Жизнь Сёра | страница 21



1 Из этих "подготовительных" этюдов к "Купанию" сохранились четырнадцать крокетонов и восемь рисунков. Некоторые из крокетонов принадлежат сегодня: лондонской Галерее Тейт, музеям Глазго, Кливленда, Канзаса. Один рисунок находится в Лувре. Само "Купание" является собственностью Галереи Тейт.

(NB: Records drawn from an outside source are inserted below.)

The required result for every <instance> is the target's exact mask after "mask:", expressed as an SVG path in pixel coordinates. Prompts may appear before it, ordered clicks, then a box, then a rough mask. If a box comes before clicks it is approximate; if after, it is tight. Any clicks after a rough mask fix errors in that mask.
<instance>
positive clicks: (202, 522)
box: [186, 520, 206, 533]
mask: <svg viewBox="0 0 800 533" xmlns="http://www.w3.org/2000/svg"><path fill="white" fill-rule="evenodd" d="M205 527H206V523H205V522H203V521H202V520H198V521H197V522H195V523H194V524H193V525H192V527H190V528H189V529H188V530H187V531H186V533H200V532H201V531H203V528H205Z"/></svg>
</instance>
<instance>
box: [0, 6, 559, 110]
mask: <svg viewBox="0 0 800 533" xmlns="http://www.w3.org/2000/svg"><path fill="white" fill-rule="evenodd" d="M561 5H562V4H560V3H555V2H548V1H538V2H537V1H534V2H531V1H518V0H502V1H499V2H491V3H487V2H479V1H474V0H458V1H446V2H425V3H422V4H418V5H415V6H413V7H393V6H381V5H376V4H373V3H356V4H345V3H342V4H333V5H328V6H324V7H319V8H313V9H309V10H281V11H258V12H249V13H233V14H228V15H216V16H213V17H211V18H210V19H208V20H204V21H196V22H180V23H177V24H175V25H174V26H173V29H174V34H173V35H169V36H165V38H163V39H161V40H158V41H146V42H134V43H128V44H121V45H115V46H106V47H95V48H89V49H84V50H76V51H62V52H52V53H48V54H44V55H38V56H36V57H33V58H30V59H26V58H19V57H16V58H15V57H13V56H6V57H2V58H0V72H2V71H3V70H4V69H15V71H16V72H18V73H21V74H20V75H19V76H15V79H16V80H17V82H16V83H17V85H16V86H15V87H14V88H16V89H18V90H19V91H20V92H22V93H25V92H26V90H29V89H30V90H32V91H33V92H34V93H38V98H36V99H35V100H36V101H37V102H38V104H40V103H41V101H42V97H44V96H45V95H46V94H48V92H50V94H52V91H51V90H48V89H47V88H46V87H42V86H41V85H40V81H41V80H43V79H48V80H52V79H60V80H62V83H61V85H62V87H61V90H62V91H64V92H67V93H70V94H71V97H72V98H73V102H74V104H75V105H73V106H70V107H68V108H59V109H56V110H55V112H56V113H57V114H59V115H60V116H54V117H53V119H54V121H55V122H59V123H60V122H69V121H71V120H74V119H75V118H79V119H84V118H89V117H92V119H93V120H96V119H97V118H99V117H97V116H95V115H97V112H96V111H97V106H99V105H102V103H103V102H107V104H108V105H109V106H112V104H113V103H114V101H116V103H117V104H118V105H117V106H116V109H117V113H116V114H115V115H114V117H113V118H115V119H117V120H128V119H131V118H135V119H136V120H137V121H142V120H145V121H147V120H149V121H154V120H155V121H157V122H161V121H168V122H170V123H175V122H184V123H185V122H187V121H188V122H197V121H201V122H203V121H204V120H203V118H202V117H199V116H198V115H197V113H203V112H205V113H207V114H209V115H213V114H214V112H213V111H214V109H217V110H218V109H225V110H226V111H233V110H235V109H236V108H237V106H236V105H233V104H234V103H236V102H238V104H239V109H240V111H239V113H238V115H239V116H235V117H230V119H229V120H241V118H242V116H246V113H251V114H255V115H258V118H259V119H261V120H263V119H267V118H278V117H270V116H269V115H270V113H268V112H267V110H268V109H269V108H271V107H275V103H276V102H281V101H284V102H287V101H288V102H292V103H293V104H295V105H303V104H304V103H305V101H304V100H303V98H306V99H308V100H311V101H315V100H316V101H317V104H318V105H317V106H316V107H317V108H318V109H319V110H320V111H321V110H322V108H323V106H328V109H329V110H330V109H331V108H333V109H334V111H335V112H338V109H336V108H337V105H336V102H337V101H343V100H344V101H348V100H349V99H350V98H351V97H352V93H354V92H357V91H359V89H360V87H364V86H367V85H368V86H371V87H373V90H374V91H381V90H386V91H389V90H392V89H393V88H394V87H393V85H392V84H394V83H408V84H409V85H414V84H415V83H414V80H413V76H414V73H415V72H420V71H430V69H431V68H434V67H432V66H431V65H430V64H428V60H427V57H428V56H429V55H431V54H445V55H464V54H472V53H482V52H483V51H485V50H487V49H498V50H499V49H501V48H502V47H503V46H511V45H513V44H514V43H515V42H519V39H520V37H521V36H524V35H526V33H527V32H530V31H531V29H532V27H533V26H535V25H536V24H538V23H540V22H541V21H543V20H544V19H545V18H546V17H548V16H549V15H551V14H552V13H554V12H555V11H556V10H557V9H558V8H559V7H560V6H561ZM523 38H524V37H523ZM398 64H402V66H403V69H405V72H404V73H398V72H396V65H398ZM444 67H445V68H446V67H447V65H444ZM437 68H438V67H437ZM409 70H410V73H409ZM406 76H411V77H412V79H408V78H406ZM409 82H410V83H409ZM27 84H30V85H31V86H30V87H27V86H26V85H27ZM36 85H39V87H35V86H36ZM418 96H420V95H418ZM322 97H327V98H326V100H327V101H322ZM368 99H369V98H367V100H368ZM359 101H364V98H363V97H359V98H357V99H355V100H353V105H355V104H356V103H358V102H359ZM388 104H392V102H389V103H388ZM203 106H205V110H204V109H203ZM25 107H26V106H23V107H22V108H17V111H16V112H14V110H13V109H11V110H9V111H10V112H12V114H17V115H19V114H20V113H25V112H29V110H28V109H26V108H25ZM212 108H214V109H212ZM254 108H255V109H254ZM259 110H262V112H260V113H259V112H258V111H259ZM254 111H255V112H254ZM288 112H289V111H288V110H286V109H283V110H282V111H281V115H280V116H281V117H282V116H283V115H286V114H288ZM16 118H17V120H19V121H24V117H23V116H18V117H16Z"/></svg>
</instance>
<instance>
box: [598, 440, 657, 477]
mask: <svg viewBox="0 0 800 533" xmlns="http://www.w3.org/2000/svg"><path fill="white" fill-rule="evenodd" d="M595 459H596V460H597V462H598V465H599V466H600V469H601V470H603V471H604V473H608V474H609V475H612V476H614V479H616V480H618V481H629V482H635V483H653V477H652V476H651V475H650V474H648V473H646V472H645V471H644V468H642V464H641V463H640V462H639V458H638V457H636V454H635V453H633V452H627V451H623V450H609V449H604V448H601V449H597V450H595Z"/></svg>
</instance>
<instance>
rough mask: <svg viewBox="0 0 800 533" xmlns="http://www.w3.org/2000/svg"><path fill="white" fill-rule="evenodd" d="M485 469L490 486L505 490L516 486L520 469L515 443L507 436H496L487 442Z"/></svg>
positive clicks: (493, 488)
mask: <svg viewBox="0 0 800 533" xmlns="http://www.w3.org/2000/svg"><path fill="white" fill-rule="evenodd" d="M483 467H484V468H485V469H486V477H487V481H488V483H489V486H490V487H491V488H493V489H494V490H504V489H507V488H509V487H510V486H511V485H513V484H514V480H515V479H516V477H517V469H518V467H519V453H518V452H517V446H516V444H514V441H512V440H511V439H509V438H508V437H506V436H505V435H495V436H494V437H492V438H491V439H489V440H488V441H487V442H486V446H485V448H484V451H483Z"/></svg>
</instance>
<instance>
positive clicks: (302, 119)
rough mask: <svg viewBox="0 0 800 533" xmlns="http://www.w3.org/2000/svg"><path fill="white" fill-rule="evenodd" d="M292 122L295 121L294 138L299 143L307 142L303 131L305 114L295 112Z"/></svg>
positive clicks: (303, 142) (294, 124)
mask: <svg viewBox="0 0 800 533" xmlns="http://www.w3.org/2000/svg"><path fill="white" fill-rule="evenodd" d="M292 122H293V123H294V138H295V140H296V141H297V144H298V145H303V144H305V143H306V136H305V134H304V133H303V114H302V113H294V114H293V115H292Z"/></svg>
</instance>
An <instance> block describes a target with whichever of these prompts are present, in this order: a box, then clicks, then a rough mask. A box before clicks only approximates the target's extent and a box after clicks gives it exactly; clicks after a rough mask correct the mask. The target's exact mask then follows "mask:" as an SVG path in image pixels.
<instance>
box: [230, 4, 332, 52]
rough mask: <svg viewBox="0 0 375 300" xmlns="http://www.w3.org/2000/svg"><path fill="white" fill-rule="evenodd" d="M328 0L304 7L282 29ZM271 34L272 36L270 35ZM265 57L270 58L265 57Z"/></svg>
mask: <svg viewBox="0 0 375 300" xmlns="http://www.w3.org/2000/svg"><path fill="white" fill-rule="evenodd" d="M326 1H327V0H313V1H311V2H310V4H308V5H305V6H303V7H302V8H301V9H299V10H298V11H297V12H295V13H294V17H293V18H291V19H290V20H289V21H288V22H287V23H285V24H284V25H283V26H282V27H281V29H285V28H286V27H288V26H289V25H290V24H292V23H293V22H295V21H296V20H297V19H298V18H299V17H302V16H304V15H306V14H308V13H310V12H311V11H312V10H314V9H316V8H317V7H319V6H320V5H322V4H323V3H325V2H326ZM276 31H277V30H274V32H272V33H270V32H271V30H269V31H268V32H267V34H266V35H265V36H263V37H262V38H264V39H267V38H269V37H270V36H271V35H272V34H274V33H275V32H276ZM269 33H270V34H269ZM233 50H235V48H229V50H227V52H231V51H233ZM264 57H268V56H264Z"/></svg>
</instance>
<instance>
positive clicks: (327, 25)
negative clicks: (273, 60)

Это самоотречение, совершенно противоположное романтическим страстным порывам, казалось бы, непременно должно было привести к обезличенности. Но бывают любопытные парадоксы, и, кто хочет сказать как можно больше, часто говорит меньше всего. В художественном устремлении Сёра нет ничего искусственного, того, что с неизбежностью эха не отвечало бы его сокровенным помыслам. Эта воля питается живительными соками в человеке, но в свою очередь сама питает то, что человек создает. Она является выражением его глубинной сути. Любая из фигур, любой из предметов, которые Сёра размещает на полотне согласно продуманному плану соотношения горизонталей и вертикалей, и даже любой из сколько-нибудь заметных мазков, которыми он покрывает холст в соответствии с законом контраста, несет на себе печать его личности. Поэтому, когда картина будет закончена, она вся окажется проникнутой загадочной поэзией. Это вид на реку в летний, подернутый легкой дымкой день, с парусниками, маленькой плоской лодкой, с мостом на горизонте; на переднем плане расположились два купальщика, стоящие в воде, третий сидит на берегу; позади него - брошенная одежда, дремлющий человек, двое людей, сидящих поодаль на траве, - что может быть проще этой сцены! Но, исполненная художником, она предстает в необычном свете. Как и в рисунках Сёра, время здесь, кажется, остановилось. Его пульсация прекратилась, прервав игру бликов на поверхности воды и струение дыма от заводской трубы. Все замерло, ничто и не может прийти в движение на этом полотне. Все вырвано из стремительного потока, из обреченного на смерть течения жизни, окаменело во вневременной неподвижности.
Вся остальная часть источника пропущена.